Samim Winiger spends a lot of his time playing around with neural networks, primitive artificial brains trained to autonomously run through algorithms for some kind of output, whether image recognition or text generation. In his latest project, he's been working with the Image Captions Network to identify events in videos. If you're scared of the rise of AI, this is the kind of thing that can put your mind at rest for a few years.
Convolutional neural networks work like Google's Deep Dream, processing an image and searching for an object it's been trained to recognize. But in the case of the Generating Captions project, Winiger set it on identifying videos. But the Image Captions Network also has a Recurrent Neural Network designed specifically to generate captions around what it sees in the video.
It's a convoluted explanation, but the output is this:
In other words, it's the sort of thing that's not ready for prime time. But as Winiger pointed out in an email to Motherboard, the algorithms are already being used in drones and other methods in surveillance, including military and private sector uses (like insurance claims.)
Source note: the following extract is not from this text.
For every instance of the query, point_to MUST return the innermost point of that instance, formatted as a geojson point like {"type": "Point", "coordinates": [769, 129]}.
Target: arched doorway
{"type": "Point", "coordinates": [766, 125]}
"'True scene understanding' is a hard problem, and shows the capabilities that we humans have. We can easily pick up on ambiguity and understand meaning," Winiger says. "For machines to reach this level, we have a long way to go."
Winiger is quick to point out that he chose scenes like Yoda on Luke's back during the training in Empire Strikes Back as a sort of inverse of why, say, a TED Talk (another target of Winiger's AI shenanigans) choose only the best examples of videos in demonstrations. In the same way, Winiger chose some of the most challenging.
"This 'blackbox' trend is often observed and leads to wrong perceptions of A.I.," Winiger says. "When designing with intelligent systems, the human creativity is a crucial partner."
In other words, we only think the machines are taking over because it's in the best interest of AI researchers to present the most idealized version of their technology. There still needs to be the guiding hand of a human telling it what it's seeing. Next generation video recognition may well correctly identify Kanye West, but it won't do so without being taught on some fundamental level first.